Tuesday, April 6, 2010




: to tease or torment by or as if by presenting something desirable to the view but continually keeping it out of reach

As I get older, I find I want things less and less. This is not how the system is supposed to work. I started out okay as a child, desiring a life that my mother could not afford. There are a few things I begged for and actually received:

1) Umbro shorts (I wore these on only one occasion, realizing upon social interaction that i was hardly sporty enough for the silky briefs),

2) An oversized tee shirt showcasing Loony Toons dressed as pop culture icons (I desperately wanted one to wear on the school band trip to Six Flags Amusement Park. I pleaded with my mother the night before the trip, crying like a child [I was twelve], until she gave in and took me to Kmart to buy a rip-off version of this popular shirt. I didn't want the phony shirt, I wanted the real thing, but I knew it was all we could afford and I couldn't turn it down. I lost this battle—forced to wear a knock-off that I was too stubborn to appreciate.),

3) A flute (All of the pretty girls in band played flute. I had wanted to get on that train, but got stuck with my second choice—clarinet. I was incredible at playing the instrument, but convinced that I got pushed into those ranks by being homely and unattractive. I forsook all other possibilities of Christmas gifts in exchange for one used flute from Banko's Music, thinking it would make me more desirable to boys. Not the case.)

This is totally normal—coveting the things of others, believing that if you have those things, you will then be as cool or as beautiful or as socially graceful. I realized early on this does not work. You are TANTALIZED by these objects, believing that ownership will alter your fate as a perpetually uncool person. When in fact it does nothing but make you feel like you accidentally walked into the bathroom designated for the opposite sex. Something doesn't feel right, you think, but you don't realize until you are peeing in a stall with no door.

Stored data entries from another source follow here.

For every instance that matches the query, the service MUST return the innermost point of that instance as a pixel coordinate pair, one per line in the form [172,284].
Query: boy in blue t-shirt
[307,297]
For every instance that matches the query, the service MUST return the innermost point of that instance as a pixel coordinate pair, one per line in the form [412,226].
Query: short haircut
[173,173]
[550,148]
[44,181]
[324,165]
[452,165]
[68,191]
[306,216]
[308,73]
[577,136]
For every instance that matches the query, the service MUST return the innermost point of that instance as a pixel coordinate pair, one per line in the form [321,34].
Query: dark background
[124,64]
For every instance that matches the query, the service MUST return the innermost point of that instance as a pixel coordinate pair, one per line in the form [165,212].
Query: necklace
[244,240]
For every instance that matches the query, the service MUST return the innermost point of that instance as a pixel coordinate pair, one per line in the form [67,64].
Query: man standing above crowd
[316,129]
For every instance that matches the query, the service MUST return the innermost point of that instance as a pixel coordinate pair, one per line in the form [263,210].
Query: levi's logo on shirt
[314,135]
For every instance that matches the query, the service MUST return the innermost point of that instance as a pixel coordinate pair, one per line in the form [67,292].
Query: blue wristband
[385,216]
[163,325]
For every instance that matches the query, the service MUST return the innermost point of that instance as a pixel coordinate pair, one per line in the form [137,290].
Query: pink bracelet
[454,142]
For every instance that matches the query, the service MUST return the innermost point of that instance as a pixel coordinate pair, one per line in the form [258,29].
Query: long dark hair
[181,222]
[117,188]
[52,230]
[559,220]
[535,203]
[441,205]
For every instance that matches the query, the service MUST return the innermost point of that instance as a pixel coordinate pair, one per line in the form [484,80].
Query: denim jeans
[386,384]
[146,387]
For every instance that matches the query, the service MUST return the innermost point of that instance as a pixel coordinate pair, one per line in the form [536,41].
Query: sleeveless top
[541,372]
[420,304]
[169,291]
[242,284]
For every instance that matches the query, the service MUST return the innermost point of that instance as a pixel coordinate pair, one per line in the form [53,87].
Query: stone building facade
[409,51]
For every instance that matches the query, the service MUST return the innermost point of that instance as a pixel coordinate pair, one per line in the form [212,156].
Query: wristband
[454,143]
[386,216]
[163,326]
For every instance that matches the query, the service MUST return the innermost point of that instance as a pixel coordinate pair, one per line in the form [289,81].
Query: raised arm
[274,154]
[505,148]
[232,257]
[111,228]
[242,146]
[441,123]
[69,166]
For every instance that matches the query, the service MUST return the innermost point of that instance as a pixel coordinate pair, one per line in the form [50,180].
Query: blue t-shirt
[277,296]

As an adult I hardly ever want things. I have goals. There are things I would like to achieve. But I feel as if my material desires were supposed to escalate—as though the need for umbro shorts should have graduated into the need for Louis Vuitton accessories. As if I should be endlessly longing for a life just out of my reach. I like that the things I want are possible, and when they are achieved I am genuinely satisfied, not left wanting more. I guess this makes me...content?

I like books. I buy books sometimes. It's nice not to have to beg for them.

Come on, mom!! Can I pleeeeeeease have the new collection of Best American Essays! Please?

God! It's not fair!

1 comment:

  1. silly adolescence. seems we're all trying to blend in before we learn we're awesome and unique. i had the shirt with the exact pic you feature as well as umbro shorts. i'll have to hunt down a pic of me wearing the combo. absolutely ridiculous. who the hell starts these trends?